Energy, rail and visa reforms at heart of SA’s growth plan, says Ramaphosa



President Cyril Ramaphosa says the government’s ambitious reform programme, Operation Vulindlela, is steadily unlocking South Africa’s economic potential by addressing longstanding constraints to growth and investment.

In his weekly newsletter to the nation, Ramaphosa highlighted that the initiative is already delivering tangible results and ushering in a second wave of reforms to accelerate inclusive and sustainable development.
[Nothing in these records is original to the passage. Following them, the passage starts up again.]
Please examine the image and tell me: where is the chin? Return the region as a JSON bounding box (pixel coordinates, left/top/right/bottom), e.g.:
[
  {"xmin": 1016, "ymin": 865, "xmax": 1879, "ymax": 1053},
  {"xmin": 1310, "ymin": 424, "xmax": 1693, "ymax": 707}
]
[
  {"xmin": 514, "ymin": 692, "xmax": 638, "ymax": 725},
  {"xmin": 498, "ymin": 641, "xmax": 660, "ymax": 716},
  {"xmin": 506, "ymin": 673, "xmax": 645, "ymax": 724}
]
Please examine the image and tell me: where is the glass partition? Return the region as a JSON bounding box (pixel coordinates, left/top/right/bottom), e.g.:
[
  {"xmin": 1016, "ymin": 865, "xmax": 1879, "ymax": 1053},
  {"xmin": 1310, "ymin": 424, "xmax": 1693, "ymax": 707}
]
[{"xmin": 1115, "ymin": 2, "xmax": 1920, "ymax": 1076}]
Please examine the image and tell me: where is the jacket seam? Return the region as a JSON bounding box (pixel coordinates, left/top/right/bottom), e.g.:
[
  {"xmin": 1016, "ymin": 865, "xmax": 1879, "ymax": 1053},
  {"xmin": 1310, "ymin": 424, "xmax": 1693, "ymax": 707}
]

“We established Operation Vulindlela in the Sixth Administration to remove the binding constraints that have long held back our economy’s growth: an unreliable energy supply, inefficient rail and ports, high data costs, and a visa system that had deterred investors and tourists,” he said

Ramaphosa noted that reforms in key sectors are already yielding positive outcomes. Load shedding has been significantly reduced, thanks to measures that opened electricity generation to private investment.

In the telecommunications sector, reforms have led to lower mobile data costs. Licensing processes for energy and water projects have been streamlined, and the visa backlog has been substantially cleared, with the eVisa system expanding.
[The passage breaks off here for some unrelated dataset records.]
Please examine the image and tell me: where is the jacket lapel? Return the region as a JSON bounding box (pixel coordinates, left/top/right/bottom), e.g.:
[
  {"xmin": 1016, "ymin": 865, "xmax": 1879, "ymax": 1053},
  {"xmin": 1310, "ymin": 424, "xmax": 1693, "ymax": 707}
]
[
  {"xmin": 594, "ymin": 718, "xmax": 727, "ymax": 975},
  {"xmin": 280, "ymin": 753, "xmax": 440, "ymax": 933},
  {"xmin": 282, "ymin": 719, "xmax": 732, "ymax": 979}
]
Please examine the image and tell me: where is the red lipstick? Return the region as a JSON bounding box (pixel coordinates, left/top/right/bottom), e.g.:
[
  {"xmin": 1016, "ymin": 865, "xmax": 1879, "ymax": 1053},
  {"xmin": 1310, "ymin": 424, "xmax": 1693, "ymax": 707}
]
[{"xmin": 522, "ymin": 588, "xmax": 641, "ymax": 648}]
The latest progress report on Operation Vulindlela, released last week, outlines key achievements since the initiative’s launch and sets the stage for Phase II, which began in April 2025.

This next phase includes critical reforms to boost investment in electricity transmission and modernise freight logistics, he said. 

“We are moving quickly towards a competitive electricity market, which will introduce greater competition in electricity generation and reduce the chances of experiencing load shedding again,” he said. 

He also confirmed that work is underway to establish an independent Transmission System Operator within the next five years, in line with the Electricity Regulation Act.

Efforts to open up the rail sector are also advancing. A separate Rail Infrastructure Manager has been established within Transnet, and private train operators have submitted 98 access requests so far.

A revised Network Statement will guide how capacity is allocated, signalling the start of open competition in freight rail.

He pointed to significant private sector interest in participating in South Africa’s rail and port infrastructure development. A new Private Sector Participation Unit at the Development Bank of Southern Africa is tasked with fast-tracking this involvement.

Reform of the visa regime is another priority area. An Electronic Travel Authorisation system is on track to go live in September 2025, and the Border Management Authority is enhancing border security as part of a wider reform drive to attract skilled migrants and tourists.

Local government reform is also central to Operation Vulindlela’s second phase. Several metros have submitted turnaround plans for their water and electricity utilities.

These will be used to unlock performance-based incentives from National Treasury, aimed at improving basic services and attracting further infrastructure investment.

“All of these reforms are designed to boost economic growth and create jobs for South Africans,” said Ramaphosa.

He dismissed claims by some opposition parties that these reforms amount to privatisation.

“The claims by some opposition parties that these reforms represent a form of privatisation are baseless and misguided. The measures we are taking are common sense reforms that will preserve public ownership of key infrastructure while introducing greater competition, dynamism and investment,” he said.

As global economic conditions remain uncertain, Ramaphosa expressed confidence that South Africa’s reform agenda will foster long-term growth, renew infrastructure, and build a more inclusive economy for future generations.